Can I Negotiate My Mortgage Interest Rates With My Lender?

With negotiation, you can make your house purchase less pricey.
i Comstock Images/Comstock/Getty Images

Shopping for a mortgage is not for the faint of heart. The process and its resulting financial obligation proves intimidating for many, particularly those shopping for their first mortgages. When obtaining your mortgage, don't allow the high-stress nature of taking out a loan of this type stop you from negotiating. While your negotiations may not work wonders on your resulting mortgage rates, you can negotiate your rate and save yourself quite a bit of cash throughout the life of your mortgage.

Research the Market

Your attempt to negotiate a mortgage rate will likely prove ineffective if you enter the negotiations ill informed. Before you put on your bargaining hat, explore the market and gather rates from several lenders. Use this information to decide what you should ask for. Making your request reasonable will likely increase your chances of success. For example, if the lowest rate currently on the market is 7.1 percent, and you go in asking for a 4 percent interest rate, you will likely not get the positive response for which you had hoped.

Play Lenders Against Each Other

Once you are armed with credit knowledge, use this knowledge to put lenders into competition.
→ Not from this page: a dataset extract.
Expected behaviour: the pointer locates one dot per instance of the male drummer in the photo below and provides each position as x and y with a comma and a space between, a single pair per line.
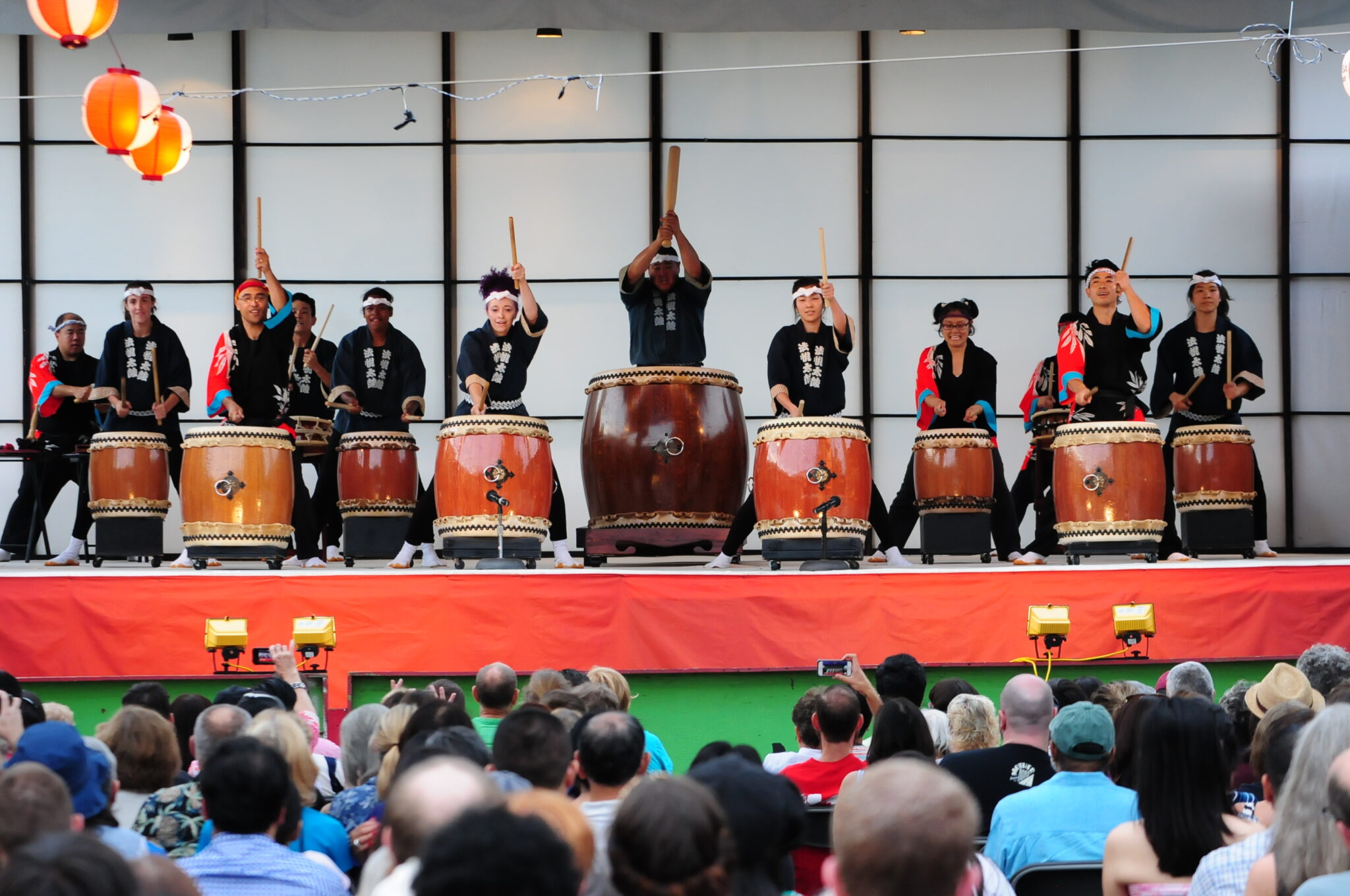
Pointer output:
60, 382
249, 382
666, 311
If, for example, you find one loan that has lower up front costs but a higher interest rate, show this lender a similar offer you have received with the more favorable rate. Depending upon the market and the flexibility of the offer, the lender may be willing to drop his rates a few points to keep you on the hook as a potential mortgage customer.
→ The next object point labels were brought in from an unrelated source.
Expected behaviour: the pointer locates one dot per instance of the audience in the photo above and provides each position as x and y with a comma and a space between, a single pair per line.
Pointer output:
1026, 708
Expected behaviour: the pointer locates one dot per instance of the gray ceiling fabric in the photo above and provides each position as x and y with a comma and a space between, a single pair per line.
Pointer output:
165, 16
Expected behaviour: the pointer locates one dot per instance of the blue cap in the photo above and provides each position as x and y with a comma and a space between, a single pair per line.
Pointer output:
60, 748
Point out your Creditworthiness

If you have spent your early adult years building the perfect credit record, now is the time to make it work for you. Don't be shy about the quality of the credit report you have crafted through your careful spending and bill payment. Mention to your lender that your credit score is high, or your record excellent. While the lender likely already knows this, mentioning it makes it clear that you also know that you are supremely credit worthy and deserve the best rate they have to offer.

Explain your Credit Issues

Even if your credit report leaves a bit to be desired, you can still negotiate. As the Federal Reserve Board reminds, there is always room to negotiate, regardless of your creditworthiness. If your record reflects some irresponsible credit usage, explain the reason for these derogatory reports to your lender. If, for example, you experienced financial problems during school or you allowed another individual's money misuse to hurt your credit, explain the particulars of the situation to the lender when requesting a term negotiation. If your reasons are sound enough, you may sway the lender's inclination to negotiate with you.